I agree. I think the basic Bible story we know was written in the 16th century from a vast collection of sources, many of which were Hellenistic in origin (i.e. the original pagan religions of the middle ages). I reckon they were just writing in the Jesus character in amongst the then pagan beliefs. I've a read a few amazing websites that point out tons of parallels. 

I'm really interested in the books on Jesus in the 14th and 15th century, especially the French ones. I honestly think they don't go further back than late 13th century, but that's just my opinion. There are some ridiculous discrepancies and things left out. Hopefully one day I'll get to the bottom of this... maybe.


----------



## Archive (Apr 26, 2021)

> Note: This post was recovered from the Sh.org archive.Username: esgee1Date: 2020-03-15 23:25:15Reaction Score: 1


This is the thing. How many archaeological hoaxes have been perpetrated over the last millennium and accepted today as factual history?


----------



## Archive (Apr 26, 2021)

> Note: This post was recovered from the Sh.org archive.Username: jd755Date: 2020-03-16 07:10:10Reaction Score: 2




esgee1 said:


> This is the thing. How many archaeological hoaxes have been perpetrated over the last millennium and accepted today as factual history?


All of archaology is opinion, speculation hearsay because saying 'I don't know.' is not allowed. These days I run with the notion no bugger knows so they make it up to save face.


----------



## Archive (Apr 26, 2021)

> Note: This post was recovered from the Sh.org archive.Username: iwunderwhoDate: 2020-03-16 13:45:23Reaction Score: 1


The Bible is an important collection in way that makes you think.  Still, this:

"The best cure for Christianity is reading the bible."  - Mark Twain.
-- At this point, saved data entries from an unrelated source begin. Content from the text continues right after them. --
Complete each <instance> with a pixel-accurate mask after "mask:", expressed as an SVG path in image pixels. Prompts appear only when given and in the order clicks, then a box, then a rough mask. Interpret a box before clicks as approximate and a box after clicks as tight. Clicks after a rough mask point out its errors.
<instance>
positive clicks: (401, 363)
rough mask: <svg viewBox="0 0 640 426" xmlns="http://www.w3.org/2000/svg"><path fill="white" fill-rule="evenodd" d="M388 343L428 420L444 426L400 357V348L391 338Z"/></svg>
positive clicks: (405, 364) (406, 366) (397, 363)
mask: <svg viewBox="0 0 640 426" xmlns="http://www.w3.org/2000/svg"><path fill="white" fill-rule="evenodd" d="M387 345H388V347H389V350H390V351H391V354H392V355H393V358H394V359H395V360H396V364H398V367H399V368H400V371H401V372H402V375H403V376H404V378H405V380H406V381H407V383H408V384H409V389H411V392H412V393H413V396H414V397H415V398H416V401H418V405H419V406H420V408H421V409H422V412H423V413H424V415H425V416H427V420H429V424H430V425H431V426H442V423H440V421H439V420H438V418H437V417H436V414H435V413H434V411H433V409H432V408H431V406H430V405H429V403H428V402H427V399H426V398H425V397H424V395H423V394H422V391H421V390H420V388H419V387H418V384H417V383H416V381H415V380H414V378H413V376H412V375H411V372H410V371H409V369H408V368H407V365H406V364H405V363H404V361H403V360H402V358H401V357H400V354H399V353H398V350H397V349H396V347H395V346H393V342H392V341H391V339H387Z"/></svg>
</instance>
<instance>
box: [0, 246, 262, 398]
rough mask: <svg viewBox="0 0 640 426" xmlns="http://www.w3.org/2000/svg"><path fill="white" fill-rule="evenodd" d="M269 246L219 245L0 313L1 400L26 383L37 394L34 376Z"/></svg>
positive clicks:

You have to think about that before you commit to what he is saying.  Because he also said:

"Religion was invented when the first con man met the first fool."  -Mark Twain.

If I were a "God" in the sense of worshiped deity, and people threw themselves at my feet, begging me to solve their problems.  My answer?

"What more do you want?  I gave you fruit trees and then in your seeming infinite greed based wisdom, you invented pesticides to kill the bugs (drones) that pollinate them.  Shall I go on with the list?  It's a big one.. Grow up!"


----------